- Interactive map of Sắp Sửa

Restaurant information
- Established: June 28, 2023
- Owners: Anna Nguyen Ni Nguyen
- Head chef: Anna Nguyen Ni Nguyen
- Food type: Vietnamese
- Location: 2550 East Colfax Avenue, Denver, Colorado, 80206, United States
- Coordinates: 39°44′23″N 104°57′24″W﻿ / ﻿39.7398°N 104.956636°W
- Website: sapsua.com

= Sắp Sửa =

Vietnamese restaurant in Denver, Colorado, U.S.

Sắp Sửa is a Vietnamese restaurant in Denver, Colorado, United States. It was a semifinalist in the Best New Restaurant category of the James Beard Foundation Awards in 2024. It was also named one of the twenty best new restaurants of 2024 by Bon Appétit.

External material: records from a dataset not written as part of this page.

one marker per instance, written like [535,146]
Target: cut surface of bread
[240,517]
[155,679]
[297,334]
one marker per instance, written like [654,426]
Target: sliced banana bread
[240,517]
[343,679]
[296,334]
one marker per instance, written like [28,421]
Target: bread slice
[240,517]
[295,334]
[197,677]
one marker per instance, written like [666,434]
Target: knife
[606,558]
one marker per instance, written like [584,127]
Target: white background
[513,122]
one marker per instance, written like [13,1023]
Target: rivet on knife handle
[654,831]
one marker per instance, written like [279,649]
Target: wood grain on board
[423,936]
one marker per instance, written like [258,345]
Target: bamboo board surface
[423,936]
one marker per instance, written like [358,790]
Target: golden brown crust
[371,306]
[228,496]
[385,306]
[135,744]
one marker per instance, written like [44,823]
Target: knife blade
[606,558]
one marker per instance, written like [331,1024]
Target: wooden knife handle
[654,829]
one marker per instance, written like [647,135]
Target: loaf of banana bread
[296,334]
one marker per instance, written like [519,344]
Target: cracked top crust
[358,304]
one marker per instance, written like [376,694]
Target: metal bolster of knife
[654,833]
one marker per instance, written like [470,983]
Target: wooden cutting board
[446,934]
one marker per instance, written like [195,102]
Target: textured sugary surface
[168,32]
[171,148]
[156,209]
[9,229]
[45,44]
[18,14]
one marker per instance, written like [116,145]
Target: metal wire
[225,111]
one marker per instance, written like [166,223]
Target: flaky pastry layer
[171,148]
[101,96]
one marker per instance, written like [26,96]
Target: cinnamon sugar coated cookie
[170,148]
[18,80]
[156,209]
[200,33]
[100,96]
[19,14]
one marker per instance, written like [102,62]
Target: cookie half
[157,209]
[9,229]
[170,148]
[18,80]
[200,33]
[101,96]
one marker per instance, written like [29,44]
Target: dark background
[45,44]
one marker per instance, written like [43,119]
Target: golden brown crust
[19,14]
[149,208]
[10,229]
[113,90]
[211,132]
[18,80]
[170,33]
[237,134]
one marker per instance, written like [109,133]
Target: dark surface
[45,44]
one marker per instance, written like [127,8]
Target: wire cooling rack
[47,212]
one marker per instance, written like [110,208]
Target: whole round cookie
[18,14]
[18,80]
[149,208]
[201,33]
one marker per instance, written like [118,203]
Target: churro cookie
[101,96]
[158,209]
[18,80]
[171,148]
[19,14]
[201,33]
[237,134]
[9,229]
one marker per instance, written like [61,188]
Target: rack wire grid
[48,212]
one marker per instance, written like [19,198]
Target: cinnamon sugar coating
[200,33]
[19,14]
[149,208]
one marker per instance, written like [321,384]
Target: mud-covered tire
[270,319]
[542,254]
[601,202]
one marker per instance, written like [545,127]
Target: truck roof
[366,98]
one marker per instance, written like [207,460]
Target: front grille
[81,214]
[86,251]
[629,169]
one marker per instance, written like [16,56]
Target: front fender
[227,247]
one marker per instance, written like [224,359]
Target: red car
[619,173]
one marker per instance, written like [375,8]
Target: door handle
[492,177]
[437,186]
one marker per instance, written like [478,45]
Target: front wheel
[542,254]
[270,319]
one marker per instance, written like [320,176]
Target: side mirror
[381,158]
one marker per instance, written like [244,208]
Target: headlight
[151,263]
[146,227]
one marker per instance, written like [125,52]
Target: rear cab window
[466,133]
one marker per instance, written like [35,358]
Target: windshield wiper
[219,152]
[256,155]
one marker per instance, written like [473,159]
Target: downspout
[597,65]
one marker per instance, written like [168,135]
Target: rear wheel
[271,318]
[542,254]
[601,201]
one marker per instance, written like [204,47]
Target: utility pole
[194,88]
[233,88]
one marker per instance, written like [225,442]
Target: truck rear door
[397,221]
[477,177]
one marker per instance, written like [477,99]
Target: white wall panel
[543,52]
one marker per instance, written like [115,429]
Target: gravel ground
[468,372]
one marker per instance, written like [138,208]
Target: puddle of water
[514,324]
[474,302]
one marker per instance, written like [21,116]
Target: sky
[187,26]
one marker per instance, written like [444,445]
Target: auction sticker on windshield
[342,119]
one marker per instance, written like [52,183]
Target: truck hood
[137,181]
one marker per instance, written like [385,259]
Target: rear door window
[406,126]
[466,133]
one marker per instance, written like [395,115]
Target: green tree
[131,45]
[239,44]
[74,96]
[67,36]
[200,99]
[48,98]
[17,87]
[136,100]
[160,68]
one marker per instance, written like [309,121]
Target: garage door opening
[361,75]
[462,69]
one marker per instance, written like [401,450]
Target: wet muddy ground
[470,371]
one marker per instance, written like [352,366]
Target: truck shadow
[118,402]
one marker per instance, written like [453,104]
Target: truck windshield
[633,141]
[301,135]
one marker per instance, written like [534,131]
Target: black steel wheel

The establishment and its owners created some controversy after making a post on Instagram stating
"From the river to the sea, Falestine (sic) will be free", and then responded to reactions identifying that statement as antisemitism with a video in which owner/chef Ni Nguyen proclaims "Fuck Israel". The latter was later supplemented with a textual posting stating,
"Jews are welcome, zionists are not".